Third and fourth: “They paid the ultimate sacrifice”. WWI soldiers from the 36th (Ulster) Division in relief against an orange sky (perhaps “at the going down of the sun”), picking their way across the battlefields of Flanders. The Ulster Memorial at Thiepval, which commemorates the 5,000 lost lives and more specifically the role of Orange Order members, is shown in the top left corner of the smaller wall. The plaque commemorates members of the modern UVF “1st East Antrim Battalion, Ballyduff & Glengormley”.
This UVF mural shows the flags and insignia of the UVF and YCV (Young Citizen Volunteers), Ballyduff/Glengormley 1st East Antrim Battalion, alongside the flags of Scotland, Northern Ireland and Great Britain. The plaque shows only a verse from Binyon’s For The Fallen.
Bonus images of the bonfire and the flags flying around the green.
This is an end-of-life shot of the Ballyduff UDA board on Fairview Road – for the same piece in 2009 see M05010. Together with the recently repainted South East Antrim UFF, it sits prominently on the main road through the estate.
Footsteps through the history of Coleraine, from top to bottom: Martin Luther (c. 1521); John Knox, who led the reformation in Scotland (c. 1560); the plan of Coleraine (c. 1611); the relief of Derry (1689); the Williamite campaign (1690); (and then a jump to) WWI (“Christmas truce, western front”); WWII (“War on the home front”).
As its title suggests, this lower Shankill mural was originally painted in 2000, highlighting UDA prisoners specifically, before being repainted in 2008 in orange. But it has been sitting with damaged plaster in the bottom-left corner for two years or more.
The house bedecked with bunting, UFF flags, and a circular UFF board is on Shankill Terrace (on Peter’s Hill); the UDA board is on a gable around the corner, next to California Close; the three individual UFF/UDA/UYM boards are on gables along Hopewell Avenue.
A new (photographic) portrait and large “UFF” and “UDA” side-walls have been added to the 2011 version (which contains links to prior versions) of the Stevie McKeag mural in the lower Shankill estate.

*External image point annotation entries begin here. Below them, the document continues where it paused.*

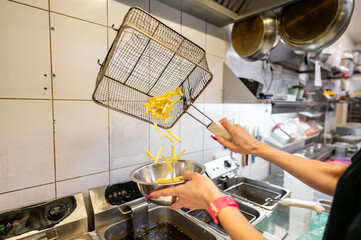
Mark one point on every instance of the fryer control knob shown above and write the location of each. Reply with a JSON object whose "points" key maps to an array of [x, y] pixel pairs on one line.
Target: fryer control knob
{"points": [[227, 163]]}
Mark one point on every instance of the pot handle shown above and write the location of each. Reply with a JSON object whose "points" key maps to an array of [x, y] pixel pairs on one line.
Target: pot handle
{"points": [[316, 206]]}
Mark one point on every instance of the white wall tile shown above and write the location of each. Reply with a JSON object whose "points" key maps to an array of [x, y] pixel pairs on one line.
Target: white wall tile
{"points": [[259, 169], [25, 52], [215, 112], [231, 112], [191, 131], [77, 46], [194, 156], [216, 43], [26, 197], [90, 10], [129, 137], [82, 184], [166, 14], [122, 174], [156, 141], [213, 93], [81, 138], [194, 29], [36, 3], [209, 154], [26, 144], [118, 8]]}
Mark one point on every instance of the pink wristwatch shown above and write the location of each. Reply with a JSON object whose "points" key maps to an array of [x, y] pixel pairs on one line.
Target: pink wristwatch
{"points": [[217, 205]]}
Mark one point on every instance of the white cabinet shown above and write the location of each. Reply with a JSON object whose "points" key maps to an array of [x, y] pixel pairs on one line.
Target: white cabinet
{"points": [[25, 52], [77, 45]]}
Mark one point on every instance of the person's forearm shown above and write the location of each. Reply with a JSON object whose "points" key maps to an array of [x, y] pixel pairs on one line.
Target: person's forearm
{"points": [[237, 226], [320, 176]]}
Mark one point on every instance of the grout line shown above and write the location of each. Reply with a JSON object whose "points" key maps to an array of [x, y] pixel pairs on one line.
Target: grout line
{"points": [[86, 175], [62, 14], [20, 189], [108, 108], [129, 166], [28, 5], [65, 15], [52, 100], [42, 99], [48, 99]]}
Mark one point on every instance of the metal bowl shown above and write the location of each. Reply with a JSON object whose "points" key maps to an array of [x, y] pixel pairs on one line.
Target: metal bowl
{"points": [[146, 175]]}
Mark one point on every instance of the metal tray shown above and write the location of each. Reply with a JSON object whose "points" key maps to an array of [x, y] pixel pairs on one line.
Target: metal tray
{"points": [[252, 214], [157, 215], [258, 193]]}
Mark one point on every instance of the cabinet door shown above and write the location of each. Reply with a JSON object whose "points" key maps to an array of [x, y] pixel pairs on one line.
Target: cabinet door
{"points": [[76, 45], [25, 52]]}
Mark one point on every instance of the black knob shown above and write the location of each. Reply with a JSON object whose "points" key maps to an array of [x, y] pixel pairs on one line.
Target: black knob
{"points": [[55, 212], [227, 163]]}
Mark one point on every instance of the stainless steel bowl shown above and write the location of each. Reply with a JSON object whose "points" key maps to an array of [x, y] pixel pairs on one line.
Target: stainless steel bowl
{"points": [[146, 175]]}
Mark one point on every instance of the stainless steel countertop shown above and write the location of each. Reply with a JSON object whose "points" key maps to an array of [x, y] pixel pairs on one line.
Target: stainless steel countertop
{"points": [[287, 223]]}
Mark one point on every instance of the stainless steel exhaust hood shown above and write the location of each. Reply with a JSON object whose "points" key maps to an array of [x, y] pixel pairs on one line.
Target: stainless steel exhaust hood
{"points": [[223, 12]]}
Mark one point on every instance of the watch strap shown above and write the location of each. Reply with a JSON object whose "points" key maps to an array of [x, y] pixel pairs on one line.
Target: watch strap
{"points": [[217, 205]]}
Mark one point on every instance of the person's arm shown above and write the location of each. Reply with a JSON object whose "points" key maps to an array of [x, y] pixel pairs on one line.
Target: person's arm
{"points": [[197, 193], [318, 175], [237, 226]]}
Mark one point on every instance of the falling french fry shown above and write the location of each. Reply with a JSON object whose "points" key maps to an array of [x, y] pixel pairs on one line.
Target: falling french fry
{"points": [[170, 139], [177, 158], [149, 154], [169, 164], [156, 128], [158, 154]]}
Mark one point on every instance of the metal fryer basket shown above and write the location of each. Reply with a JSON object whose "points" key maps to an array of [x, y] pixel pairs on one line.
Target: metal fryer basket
{"points": [[147, 59]]}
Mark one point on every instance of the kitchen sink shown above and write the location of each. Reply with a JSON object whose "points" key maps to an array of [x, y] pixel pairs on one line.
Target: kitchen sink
{"points": [[163, 224]]}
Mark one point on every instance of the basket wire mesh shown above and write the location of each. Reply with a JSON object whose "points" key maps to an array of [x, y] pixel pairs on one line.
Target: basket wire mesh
{"points": [[147, 59]]}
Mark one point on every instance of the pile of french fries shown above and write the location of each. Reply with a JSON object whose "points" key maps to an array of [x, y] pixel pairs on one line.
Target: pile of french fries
{"points": [[160, 108]]}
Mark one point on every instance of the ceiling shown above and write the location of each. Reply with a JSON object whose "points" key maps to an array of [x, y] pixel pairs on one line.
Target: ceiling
{"points": [[354, 29]]}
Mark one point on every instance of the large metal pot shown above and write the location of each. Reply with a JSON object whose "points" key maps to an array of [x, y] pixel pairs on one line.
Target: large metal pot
{"points": [[254, 38], [146, 175], [312, 25]]}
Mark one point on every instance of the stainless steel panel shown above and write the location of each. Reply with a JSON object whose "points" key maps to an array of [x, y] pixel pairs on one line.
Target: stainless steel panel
{"points": [[75, 224], [158, 214]]}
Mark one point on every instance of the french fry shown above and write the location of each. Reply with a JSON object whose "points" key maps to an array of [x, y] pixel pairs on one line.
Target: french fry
{"points": [[177, 158], [156, 128], [149, 154], [173, 154], [168, 163], [160, 107], [179, 178], [174, 103], [158, 154], [174, 136], [170, 139]]}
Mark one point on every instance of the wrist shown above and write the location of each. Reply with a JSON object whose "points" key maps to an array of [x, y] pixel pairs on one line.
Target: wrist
{"points": [[219, 204], [258, 148], [212, 195]]}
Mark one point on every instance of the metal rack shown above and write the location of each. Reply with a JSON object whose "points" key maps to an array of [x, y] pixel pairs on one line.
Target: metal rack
{"points": [[147, 59]]}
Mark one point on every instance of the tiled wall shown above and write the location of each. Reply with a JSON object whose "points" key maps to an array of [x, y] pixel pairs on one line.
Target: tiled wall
{"points": [[54, 141]]}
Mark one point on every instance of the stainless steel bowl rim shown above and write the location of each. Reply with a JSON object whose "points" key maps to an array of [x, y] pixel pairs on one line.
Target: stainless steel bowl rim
{"points": [[131, 174]]}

Here are two new boards in the courtyard of the Rex Bar on the Shankill Road, describing the formation of the Ulster Volunteers (‘A Force For Ulster’) and commemorating the losses suffered by the 36th (Ulster) Division of the British Army, which the Volunteers became, at the Somme and in other battles, mowed down by “the Hun machine guns” (‘The Great War’).
‘A Force For Ulster’ includes photographs of the recent centenary re-enactments of the Balmoral Review, the Ulster Covenant, the formation of the Volunteers (“east” and “west”) and “Operation Lion” – more commonly known as the Larne Gun-Running.
According to the ‘The Great War’ board, 32,186 men from west Belfast were killed, wounded, or missing in the effort to “restore peace in Europe”. “To them bravery was without limit, to us memory is without end”. The board shows the Thiepval Memorial To The Missing Of The Somme against a background of portraits.